Quietly and seeming timid, Jesse began, "Would you…with this cord around my wrist, would you do it?" He looked up at Walt, his eyes big and wet.

Walt looked at him with sorrow and sat down on the bunk opposite to where Jesse sat on the floor. He grabbed Jesse's hands and pulled them toward him and started to softly untie the the black cord. "Please, please," Jesse begged.

When the cord was finally unwound, the depth of his scars were laid bare before him. Jesse hadn't just tried to hang himself. Walt took off his sweater and then his undershirt quickly. He tore his undershirt, with some effort, and wrapped makeshift bandages around Jesse's wrists. Momentarily he clasped his hands and said, "I'm not going to kill you."

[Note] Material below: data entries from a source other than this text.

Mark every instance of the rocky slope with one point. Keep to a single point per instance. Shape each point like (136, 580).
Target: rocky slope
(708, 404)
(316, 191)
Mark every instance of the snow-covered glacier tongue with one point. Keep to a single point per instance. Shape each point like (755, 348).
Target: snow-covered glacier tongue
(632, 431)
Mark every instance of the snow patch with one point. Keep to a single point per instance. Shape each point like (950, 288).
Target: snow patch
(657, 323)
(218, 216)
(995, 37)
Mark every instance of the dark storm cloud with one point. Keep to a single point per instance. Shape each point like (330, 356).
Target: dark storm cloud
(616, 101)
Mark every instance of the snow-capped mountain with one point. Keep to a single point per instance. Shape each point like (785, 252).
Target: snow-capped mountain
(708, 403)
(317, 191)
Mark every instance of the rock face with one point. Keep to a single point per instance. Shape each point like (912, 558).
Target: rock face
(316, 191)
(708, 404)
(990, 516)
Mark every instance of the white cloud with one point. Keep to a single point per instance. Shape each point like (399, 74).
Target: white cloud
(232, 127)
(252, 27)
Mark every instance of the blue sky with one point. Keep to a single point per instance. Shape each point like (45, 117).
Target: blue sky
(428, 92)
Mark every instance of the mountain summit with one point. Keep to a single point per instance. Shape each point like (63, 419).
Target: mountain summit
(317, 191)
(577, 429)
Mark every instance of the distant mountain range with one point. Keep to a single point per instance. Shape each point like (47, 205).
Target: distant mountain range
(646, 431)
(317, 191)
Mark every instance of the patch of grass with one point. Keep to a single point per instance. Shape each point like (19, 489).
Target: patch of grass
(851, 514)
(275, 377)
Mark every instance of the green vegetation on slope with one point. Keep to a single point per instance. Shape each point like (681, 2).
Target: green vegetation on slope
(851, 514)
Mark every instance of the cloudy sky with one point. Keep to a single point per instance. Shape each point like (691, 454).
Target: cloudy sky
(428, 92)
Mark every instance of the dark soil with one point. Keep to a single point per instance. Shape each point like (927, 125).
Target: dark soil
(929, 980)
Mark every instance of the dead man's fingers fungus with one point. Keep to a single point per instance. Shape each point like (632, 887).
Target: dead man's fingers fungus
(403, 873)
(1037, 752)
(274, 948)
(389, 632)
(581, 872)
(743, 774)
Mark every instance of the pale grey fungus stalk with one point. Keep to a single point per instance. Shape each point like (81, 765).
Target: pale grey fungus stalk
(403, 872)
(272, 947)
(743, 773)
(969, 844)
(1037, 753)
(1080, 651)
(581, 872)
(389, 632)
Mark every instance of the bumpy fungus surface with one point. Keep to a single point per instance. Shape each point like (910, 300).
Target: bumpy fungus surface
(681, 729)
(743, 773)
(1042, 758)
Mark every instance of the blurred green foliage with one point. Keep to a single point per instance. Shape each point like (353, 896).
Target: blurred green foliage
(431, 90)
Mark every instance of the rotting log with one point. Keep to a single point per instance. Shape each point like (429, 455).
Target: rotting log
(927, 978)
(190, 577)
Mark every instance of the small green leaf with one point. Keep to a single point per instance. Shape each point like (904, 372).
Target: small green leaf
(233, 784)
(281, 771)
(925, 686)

Walt put his sweater back on and breathed in deeply. This wasn't like To'hajiilee he told himself; this wasn't a cowardly act. He couldn't just kill Jesse because of the kid's misguided desperation. He needed him, even in this weakened state, to have one last chance at controlling his fate. With deep conceit he was aghast at resigning his fate to spending his last hours on earth with Jesse's dead body.

"Jesse, this isn't what you really want," he said with persuasive certainty. Jesse had calmed down yet Walt could see the despair and resignation now in his face. He was haunted but Walt couldn't concern himself with trying to help him; that would be of no use to Walt.